Los ecologistas celebran el acuerdo sobre la Ley de Restauración de la Naturaleza

Las ONG ecologistas celebraron el acuerdo alcanzado para dotar a la Unión Europea de una novedosa Ley de Restauración de la Naturaleza para recuperar ecosistemas dañados aunque lamentaron que haya «lagunas» en una norma que han criticado duramente las industrias agrícolas y pesqueras.

«El texto final ha diluido considerablemente la ambición de la propuesta original de la Comisión e incluso de la posición del Consejo», indicaron en bloque oenegés como WWF, Amigos de la Tierra, SEO/Birdlife, Greenpeace o Ecologistas en Acción.

Las plataformas medioambientalistas lamentan que el texto acordado, tras una polémica tramitación de la norma que a punto estuvo de hacer que esta no llegara si quiera a la negociación final, señalaron que es «decepcionante ver las numerosas excepciones incluidas y la excesiva flexibilidad en cuanto a las obligaciones de los Estados miembros que podría llevar a la inacción».

La Ley de la Restauración de la Naturaleza parte de una propuesta lanzada el año pasado por la Comisión Europea para acompasar el paso con los acuerdos sobre biodiversidad alcanzados en la COP15 de Naciones Unidas y busca reparar al menos el 20 % de los ecosistemas terrestres y marinos degradados de la UE en 2030 y todos ellos para el 2050.

La iniciativa contó desde el principio con la oposición frontal del Partido Popular Europeo y los partidos de ultraderecha, así como de las principales asociaciones agrarias comunitarias, lo que hizo que la Eurocámara llegara a la negociación final con una posición menos «ecologista» que el enfoque pactado entre los Estados miembros, cuando lo habitual es que sea al revés.

En esa última ronda entre el Parlamento, la Comisión y el Consejo de la UE (que representa a los Estados miembros), las tres instituciones colegisladoras de la UE alcanzaron un acuerdo tras unas nueve horas de negociación que contempla «flexibilidades» en muchos de sus apartados.

Las oenegés denuncian, entre otros, que «el requisito de prevenir el deterioro de las zonas ya restauradas se ha visto gravemente socavado, lo que no solo dificulta su implementación sino que puede llevar a un mal uso de los fondos públicos», en referencia a uno de los apartados que más controversia generaba.

«Afortunadamente, en este acuerdo se volvieron a incluir requisitos concretos para aumentar la naturaleza en las tierras agrícolas y restaurar las turberas.
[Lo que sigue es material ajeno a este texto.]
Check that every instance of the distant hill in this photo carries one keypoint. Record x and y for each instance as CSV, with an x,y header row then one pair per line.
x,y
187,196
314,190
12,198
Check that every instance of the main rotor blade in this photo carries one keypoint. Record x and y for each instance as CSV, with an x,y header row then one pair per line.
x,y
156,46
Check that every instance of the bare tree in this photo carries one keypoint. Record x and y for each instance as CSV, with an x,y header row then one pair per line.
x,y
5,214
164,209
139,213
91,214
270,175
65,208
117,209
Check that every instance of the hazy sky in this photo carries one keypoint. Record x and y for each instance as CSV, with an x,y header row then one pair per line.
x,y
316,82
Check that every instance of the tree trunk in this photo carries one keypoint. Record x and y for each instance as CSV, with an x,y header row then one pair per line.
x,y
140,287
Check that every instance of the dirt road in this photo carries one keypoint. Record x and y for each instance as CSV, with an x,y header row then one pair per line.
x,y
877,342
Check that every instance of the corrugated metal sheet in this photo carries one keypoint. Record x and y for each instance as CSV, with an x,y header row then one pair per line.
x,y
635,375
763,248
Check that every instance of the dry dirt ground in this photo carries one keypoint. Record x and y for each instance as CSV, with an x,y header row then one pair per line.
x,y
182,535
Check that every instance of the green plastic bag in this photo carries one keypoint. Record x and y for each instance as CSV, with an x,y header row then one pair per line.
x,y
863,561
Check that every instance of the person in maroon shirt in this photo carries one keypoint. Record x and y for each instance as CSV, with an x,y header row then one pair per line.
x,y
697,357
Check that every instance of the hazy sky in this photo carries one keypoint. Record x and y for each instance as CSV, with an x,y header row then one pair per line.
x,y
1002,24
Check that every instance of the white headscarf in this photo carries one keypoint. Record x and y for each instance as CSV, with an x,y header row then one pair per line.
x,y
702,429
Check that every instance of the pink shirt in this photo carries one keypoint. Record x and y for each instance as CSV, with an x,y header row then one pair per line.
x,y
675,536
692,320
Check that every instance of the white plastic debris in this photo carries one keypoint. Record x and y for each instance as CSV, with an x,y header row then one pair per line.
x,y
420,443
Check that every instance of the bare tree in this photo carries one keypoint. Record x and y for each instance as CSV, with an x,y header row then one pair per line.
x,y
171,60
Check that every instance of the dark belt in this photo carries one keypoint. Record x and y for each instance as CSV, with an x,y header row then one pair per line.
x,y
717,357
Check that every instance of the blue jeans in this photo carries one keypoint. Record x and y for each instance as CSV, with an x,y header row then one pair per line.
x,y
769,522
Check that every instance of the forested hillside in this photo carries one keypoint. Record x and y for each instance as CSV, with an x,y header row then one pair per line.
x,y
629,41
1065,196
No obstante, este avance ha tenido un alto coste, bajo la forma de importantes concesiones, como la introducción de la posibilidad de pausar la implementación de la legislación, también conocido como el ‘freno regulatorio de emergencia'», agregaron.

El negociador jefe por parte la Eurocámara, el diputado español César Luena (PSOE), celebró en un comunicado que el acuerdo «hará posible la primera ley de biodiversidad europea en 70 años de historia común».

Por parte de los Estados miembros, la ministra española para la Transición Ecológica en funciones, Teresa Ribera, en declaraciones a la prensa en Málaga (España) dijo que «es un buen acuerdo que ha intentado escuchar con mucha atención las distintas sensibilidades del Parlamento» y llamó a su pronta ratificación.

El acuerdo político alcanzado en la negociación aún tendrá que ser validado tanto por los Estados miembros a través del Consejo de la UE como por el pleno de la Eurocámara, donde «los grupos conservadores pueden intentar torpedear la ley una vez más», avisaron las oenegés ecologistas.

La asociación que representa al sector pesquero de la Unión Europea, Europêche, lamentó que el reglamento acordado no evalúe «costos y beneficios» y que el alcance se haya ampliado «artificialmente», lo que «resultará en más cierres de áreas» y llamaron al Consejo y al Parlamento a no validar formalmente el pacto.

La plataforma que defiende a las grandes explotaciones agrarias, Copa-Cogeca, atacó directamente al ponente del Parlamento, César Luena, a quien acusó de no respetar el mandato que aprobó el hemiciclo.

«A pesar de algunas mitigaciones, el compromiso final general vuelve a ser una propuesta totalmente irreal para los agricultores y propietarios de bosques. Peor aún, al reintroducir los ecosistemas agrícolas en la propuesta, ausente de su mandato negociador (…) intentó jugar al póquer, obligando al Parlamento a reposicionarse sobre toda la propuesta», señaló en un comunicado.

Copa-Cogeca auguró que el pacto «reavivará el acalorado debate en Bruselas» de cara a la aprobación final en el pleno del hemiciclo.